Both the director and the screenwriter continued the themes and aesthetics they introduced in their debut film, but with varying degrees of success. While Red quickly became known as the screenwriter for early Kathryn Bigelow films like Near Dark (1987) and the intense police thriller Blue Steel (1989), he later ventured into directing with less satisfying results. On the other hand, Harmon directed the action film Nowhere to Run (1993) with Jean-Claude Van Damme at the height of his fame but has since transitioned to television work, producing series and films with Tom Selleck. Interestingly, there was also the 2004 film The Hitcher, which was not so far removed in terms of plot from his most famous work, about a psychopath hunting his victims with a Cadillac Eldorado. The Hitcher itself later received a senseless sequel that luckily bypassed theaters and an exceptionally poor remake with Sean Bean as the maniacal murderer. The creators of these films perhaps didn’t quite understand that the success of the original was not determined by the gruesome scenes and a high body count but by something entirely different.

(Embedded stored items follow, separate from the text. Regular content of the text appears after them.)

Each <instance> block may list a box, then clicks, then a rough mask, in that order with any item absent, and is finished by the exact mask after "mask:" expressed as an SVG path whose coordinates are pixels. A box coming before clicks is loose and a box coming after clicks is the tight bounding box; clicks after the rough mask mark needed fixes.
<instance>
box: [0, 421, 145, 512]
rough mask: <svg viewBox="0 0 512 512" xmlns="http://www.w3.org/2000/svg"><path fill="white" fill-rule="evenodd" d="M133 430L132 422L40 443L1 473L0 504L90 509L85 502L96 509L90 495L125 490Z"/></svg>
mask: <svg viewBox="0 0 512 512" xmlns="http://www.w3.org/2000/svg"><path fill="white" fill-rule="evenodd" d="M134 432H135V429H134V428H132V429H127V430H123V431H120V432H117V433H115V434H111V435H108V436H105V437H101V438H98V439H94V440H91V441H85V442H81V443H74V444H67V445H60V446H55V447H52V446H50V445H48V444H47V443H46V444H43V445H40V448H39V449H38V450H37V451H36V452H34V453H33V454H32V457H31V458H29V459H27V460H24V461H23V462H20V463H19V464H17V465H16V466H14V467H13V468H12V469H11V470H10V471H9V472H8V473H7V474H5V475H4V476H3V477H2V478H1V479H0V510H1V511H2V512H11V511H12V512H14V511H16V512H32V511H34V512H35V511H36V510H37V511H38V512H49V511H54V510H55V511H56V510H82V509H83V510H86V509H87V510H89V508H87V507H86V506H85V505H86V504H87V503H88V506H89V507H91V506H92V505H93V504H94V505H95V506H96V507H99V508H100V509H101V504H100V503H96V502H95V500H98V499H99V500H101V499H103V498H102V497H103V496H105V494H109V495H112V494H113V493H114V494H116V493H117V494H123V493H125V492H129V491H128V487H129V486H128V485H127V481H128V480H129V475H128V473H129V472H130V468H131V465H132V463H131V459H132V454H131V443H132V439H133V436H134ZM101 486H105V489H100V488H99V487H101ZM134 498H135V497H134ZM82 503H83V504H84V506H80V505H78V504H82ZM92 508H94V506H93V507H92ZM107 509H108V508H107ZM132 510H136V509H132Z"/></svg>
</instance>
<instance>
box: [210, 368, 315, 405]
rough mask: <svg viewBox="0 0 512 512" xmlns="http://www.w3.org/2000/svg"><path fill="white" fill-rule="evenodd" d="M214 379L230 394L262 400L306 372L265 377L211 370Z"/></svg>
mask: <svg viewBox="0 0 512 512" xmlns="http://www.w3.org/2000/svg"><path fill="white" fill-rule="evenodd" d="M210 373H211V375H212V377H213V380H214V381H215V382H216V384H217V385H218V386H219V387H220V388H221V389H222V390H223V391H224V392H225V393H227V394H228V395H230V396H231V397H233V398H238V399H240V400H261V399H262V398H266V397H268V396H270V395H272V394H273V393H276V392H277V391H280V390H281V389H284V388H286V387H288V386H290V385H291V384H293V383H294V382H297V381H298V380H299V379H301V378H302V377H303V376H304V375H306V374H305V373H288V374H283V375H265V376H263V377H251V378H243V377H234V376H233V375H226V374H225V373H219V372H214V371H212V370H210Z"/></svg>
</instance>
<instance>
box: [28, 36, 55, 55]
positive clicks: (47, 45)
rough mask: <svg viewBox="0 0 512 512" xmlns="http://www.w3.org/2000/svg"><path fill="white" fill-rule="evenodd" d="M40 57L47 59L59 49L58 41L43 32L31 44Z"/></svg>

Ryder’s nature, whether it has its anchor in the real world or the fantastic, is a puzzle for us, and that’s probably why The Hitcher remains a film that sticks in our memory for a long time. It’s a movie filled with action and tension, an atmosphere straight from a nightmare, and scenes hinting at the obscure connection between the characters. Above all, it has its titular character, the one you can’t escape from.